Builder design pattern is a creational design pattern which helps us creating objects.

According to GoF, Builder design pattern;
"Separate the construction of a complex object from its representation so that the same construction processes can create different representations."

Eventhough the original pattern description talked about complex object creation, most used scenario is to help constructing objects fluently.
Builder design pattern helps us to assemble objects part by parts hiding inner states.

In this post i'm going to talk only about normal object creation using this pattern.



As I said earlier, this is a convienient way to construct objects with many parameters. Let's say you have a class which needs 10 parameters. Are you going to create a constructor with 10 arguments? Which is very difficult to maintain and use. This is where i'm giong to use Builder design pattern.
Help to create objects with multiple parametes in simple way.
  • Create immutable objects.
  • Encapsulates code for construction and representation.

Disadvatanges

Just like any other design, this also has few disadvantages.

  • Requires to create a separate Builder class with same number of variables.
  • For separate objects, it will need to maintain separate builders as well.

Main Class

This is the real object we need to construct. We are not exposing a constructor for this. Even we do not give any setter method.

Builder

Holds the properties of the main class. Most of the time, we use this as an inner class. We provide setter methods for all the parameters (with fancy name) and return Builder it self for furthur processing. Once the client call the build method, it creates the object of the main class.

Working Example

Let's assume that we are going to create game and we need to initialize our player object. Player may have many properties which is too big for a constructor. (though i'm not going to use many for this demo.)

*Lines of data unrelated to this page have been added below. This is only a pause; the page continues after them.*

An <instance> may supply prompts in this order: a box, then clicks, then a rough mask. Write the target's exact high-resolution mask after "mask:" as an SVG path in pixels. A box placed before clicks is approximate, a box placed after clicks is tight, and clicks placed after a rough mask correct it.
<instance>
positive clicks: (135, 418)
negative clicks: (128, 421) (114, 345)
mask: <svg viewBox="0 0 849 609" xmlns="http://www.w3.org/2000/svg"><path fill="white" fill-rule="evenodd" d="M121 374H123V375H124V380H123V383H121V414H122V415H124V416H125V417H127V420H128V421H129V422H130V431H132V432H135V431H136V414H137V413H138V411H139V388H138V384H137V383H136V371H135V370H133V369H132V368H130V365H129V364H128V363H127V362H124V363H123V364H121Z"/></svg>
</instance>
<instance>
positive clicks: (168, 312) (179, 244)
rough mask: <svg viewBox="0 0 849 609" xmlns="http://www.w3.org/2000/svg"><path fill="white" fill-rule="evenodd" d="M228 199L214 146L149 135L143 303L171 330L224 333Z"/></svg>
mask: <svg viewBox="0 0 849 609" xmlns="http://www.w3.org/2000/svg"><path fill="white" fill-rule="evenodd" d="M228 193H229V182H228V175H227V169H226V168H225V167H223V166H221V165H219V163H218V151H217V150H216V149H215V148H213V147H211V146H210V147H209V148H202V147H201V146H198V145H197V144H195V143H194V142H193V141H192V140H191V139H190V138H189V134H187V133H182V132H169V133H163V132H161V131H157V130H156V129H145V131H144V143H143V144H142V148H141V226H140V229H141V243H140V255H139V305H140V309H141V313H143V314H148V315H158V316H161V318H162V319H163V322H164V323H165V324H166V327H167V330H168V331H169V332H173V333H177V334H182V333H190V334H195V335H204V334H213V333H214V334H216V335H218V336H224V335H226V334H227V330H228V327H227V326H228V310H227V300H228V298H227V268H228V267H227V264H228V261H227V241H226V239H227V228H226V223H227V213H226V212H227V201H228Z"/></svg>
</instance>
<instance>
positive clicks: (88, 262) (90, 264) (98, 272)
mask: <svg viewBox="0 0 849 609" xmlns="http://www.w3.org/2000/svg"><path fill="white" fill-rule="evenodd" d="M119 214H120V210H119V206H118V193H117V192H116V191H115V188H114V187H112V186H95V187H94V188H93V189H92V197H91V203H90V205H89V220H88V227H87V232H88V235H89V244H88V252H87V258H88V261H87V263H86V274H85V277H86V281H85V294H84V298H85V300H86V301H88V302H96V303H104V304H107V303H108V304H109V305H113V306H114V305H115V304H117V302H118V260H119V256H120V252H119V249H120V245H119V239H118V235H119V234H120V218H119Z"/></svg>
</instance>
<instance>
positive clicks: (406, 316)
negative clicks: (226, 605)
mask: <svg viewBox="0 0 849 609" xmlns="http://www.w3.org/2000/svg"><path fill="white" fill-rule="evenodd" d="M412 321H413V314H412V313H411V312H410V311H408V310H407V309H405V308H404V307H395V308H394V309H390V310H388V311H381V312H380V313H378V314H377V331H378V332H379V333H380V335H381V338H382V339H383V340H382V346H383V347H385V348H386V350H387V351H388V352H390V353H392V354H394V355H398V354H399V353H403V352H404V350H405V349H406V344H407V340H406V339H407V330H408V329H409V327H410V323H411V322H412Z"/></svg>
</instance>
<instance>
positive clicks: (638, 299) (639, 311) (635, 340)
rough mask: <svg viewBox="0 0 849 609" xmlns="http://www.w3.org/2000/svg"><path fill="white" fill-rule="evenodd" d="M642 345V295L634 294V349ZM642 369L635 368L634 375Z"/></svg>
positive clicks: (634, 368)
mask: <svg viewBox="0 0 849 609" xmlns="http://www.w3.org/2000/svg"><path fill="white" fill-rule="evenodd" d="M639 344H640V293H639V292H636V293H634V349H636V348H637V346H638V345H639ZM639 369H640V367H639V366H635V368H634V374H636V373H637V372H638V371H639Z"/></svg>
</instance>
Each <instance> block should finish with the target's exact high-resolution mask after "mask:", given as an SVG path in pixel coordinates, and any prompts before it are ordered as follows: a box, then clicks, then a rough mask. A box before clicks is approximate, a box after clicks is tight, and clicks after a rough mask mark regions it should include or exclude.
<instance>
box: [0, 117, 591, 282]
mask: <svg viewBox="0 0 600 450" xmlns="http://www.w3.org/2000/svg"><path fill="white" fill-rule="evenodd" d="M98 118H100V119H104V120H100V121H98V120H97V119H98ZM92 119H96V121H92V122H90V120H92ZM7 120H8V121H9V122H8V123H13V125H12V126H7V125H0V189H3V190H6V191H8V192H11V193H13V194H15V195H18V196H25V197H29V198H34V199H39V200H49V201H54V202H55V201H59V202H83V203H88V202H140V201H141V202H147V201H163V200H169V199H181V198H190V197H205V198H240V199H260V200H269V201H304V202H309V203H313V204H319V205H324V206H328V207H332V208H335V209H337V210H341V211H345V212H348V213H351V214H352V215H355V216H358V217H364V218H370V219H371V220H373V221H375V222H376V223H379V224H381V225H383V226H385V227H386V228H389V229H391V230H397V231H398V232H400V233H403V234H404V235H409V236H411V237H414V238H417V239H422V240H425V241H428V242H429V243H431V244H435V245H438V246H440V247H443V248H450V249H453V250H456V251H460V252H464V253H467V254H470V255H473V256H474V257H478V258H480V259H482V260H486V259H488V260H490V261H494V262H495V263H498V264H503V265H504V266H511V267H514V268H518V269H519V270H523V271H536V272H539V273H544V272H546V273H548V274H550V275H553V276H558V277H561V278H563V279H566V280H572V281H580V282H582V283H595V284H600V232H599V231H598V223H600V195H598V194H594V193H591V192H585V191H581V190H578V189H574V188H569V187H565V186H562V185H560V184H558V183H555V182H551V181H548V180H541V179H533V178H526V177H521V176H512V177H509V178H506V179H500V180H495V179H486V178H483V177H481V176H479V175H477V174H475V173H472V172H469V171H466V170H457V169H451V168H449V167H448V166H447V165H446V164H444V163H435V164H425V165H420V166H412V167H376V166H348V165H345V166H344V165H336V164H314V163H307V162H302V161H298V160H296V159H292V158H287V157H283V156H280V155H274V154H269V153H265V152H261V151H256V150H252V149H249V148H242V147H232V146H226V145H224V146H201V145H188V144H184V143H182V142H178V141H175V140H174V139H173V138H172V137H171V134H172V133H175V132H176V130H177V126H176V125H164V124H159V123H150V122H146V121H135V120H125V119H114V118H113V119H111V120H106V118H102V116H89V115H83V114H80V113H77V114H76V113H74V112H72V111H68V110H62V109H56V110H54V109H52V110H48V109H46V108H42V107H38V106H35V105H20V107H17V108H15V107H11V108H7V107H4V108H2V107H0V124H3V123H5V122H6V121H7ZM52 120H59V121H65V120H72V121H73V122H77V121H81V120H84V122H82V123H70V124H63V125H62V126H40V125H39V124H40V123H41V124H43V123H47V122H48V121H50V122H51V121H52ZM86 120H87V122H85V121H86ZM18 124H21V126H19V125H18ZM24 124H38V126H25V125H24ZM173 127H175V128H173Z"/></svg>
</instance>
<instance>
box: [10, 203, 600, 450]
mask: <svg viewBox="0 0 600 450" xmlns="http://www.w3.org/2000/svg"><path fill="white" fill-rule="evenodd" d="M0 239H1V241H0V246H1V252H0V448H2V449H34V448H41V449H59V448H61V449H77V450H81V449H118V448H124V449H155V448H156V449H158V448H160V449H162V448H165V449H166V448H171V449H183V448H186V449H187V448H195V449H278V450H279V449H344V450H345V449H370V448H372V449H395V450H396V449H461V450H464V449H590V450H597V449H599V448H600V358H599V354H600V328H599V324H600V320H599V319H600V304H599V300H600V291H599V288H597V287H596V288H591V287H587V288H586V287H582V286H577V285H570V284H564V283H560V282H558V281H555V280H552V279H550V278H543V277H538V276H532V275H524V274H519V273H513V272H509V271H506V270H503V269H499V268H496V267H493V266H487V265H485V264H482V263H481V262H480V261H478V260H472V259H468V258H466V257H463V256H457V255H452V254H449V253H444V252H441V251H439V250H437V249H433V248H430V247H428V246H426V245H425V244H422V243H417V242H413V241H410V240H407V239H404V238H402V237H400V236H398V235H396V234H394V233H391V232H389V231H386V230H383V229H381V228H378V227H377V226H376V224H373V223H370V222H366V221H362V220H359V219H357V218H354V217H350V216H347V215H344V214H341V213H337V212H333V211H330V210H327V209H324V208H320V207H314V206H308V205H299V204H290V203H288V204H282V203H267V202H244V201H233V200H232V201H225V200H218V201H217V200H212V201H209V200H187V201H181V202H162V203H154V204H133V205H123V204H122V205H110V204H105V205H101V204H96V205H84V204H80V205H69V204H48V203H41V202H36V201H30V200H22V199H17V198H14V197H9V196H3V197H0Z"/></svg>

package com.slmanju.patterns;

public class Player {

    private final String alias;
    private final String weapon;
    private final String hair;

    private Player(Builder builder) {
        this.alias = builder.alias;
        this.weapon = builder.weapon;
        this.hair = builder.hair;
    }

    public String getAlias() {
        return alias;
    }

    public String getWeapon() {
        return weapon;
    }

    public String getHair() {
        return hair;
    }

    @Override
    public String toString() {
        return "Player{" +
                "alias='" + alias + '\'' +
                ", weapon='" + weapon + '\'' +
                ", hair='" + hair + '\'' +
                '}';
    }

    public static class Builder {

        private final String alias;
        private String weapon;
        private String hair;

        public Builder(String alias) {
            this.alias = alias;
        }

        public Builder withWeapon(String weapon) {
            this.weapon = weapon;
            return this;
        }

        public Builder withHair(String hair) {
            this.hair = hair;
            return this;
        }

        public Player build() {
            return new Player(this);
        }
    }

}


package com.slmanju.patterns;

public class App {

    public static void main(String[] args) {
        Player player = new Player.Builder("Nero").withWeapon("Sniper").withHair("curly").build();

        System.out.println(player);
    }

}


This is not the end of the Builder design pattern. Where, I didn't cover complex scenarios like inheritance which needs a separate blog post. Though, I hope this will help you in your daily development tasks.